Patients meeting the following criteria were included: (1) patients aged > 18 years and < 75 years with histologically/cytologically confirmed LUAD; (2) life expectancy > 6 months; (3) patients without surgical operation, chemotherapy, radiotherapy, biological therapy, and TCM treatment previously; (4) patients with Karnofsky (KPS) ≥ 60 and Eastern Cooperative Oncology Group (ECOG) ≤ 2.
Patients meeting one or more of the following criteria were excluded: (1) patients with any severe acute and chronic medical condition; (2) pregnant or breastfeeding women; (3) abnormal liver function (hemobilirubin > 1.5 ULN [upper limit of average value], ALT, AST > 2.5 ULN), kidney function (serum creatinine > 1.5 ULN), and blood picture (hemoglobin < 100 g/L, white blood cell < 4 × 10^9^/L, neutrophils < 2 × 10^9^/L, platelet < 100 g/L).

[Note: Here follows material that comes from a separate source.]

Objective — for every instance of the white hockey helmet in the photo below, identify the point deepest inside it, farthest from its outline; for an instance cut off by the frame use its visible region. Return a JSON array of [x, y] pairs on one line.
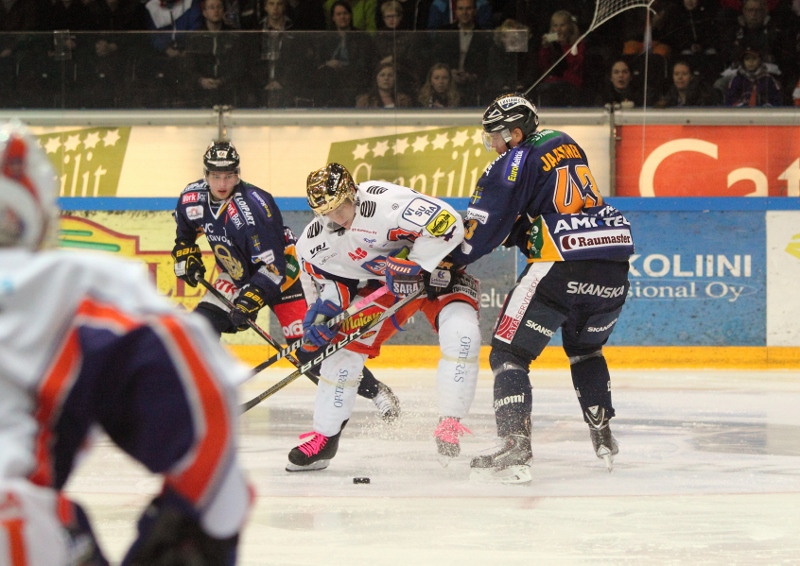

The TCM syndrome was judged with characteristics according to the Chinese Medical Constitution 2008, Issued by the Chinese Association of TCM and TCM Clinical Diagnosis and Treatment Terminology. Meanwhile, the results were confirmed by three Professors of TCM. This study was approved with informed consent by the ethics committee of Tongde Hospital, Taizhou Hospital, and Cancer Hospital.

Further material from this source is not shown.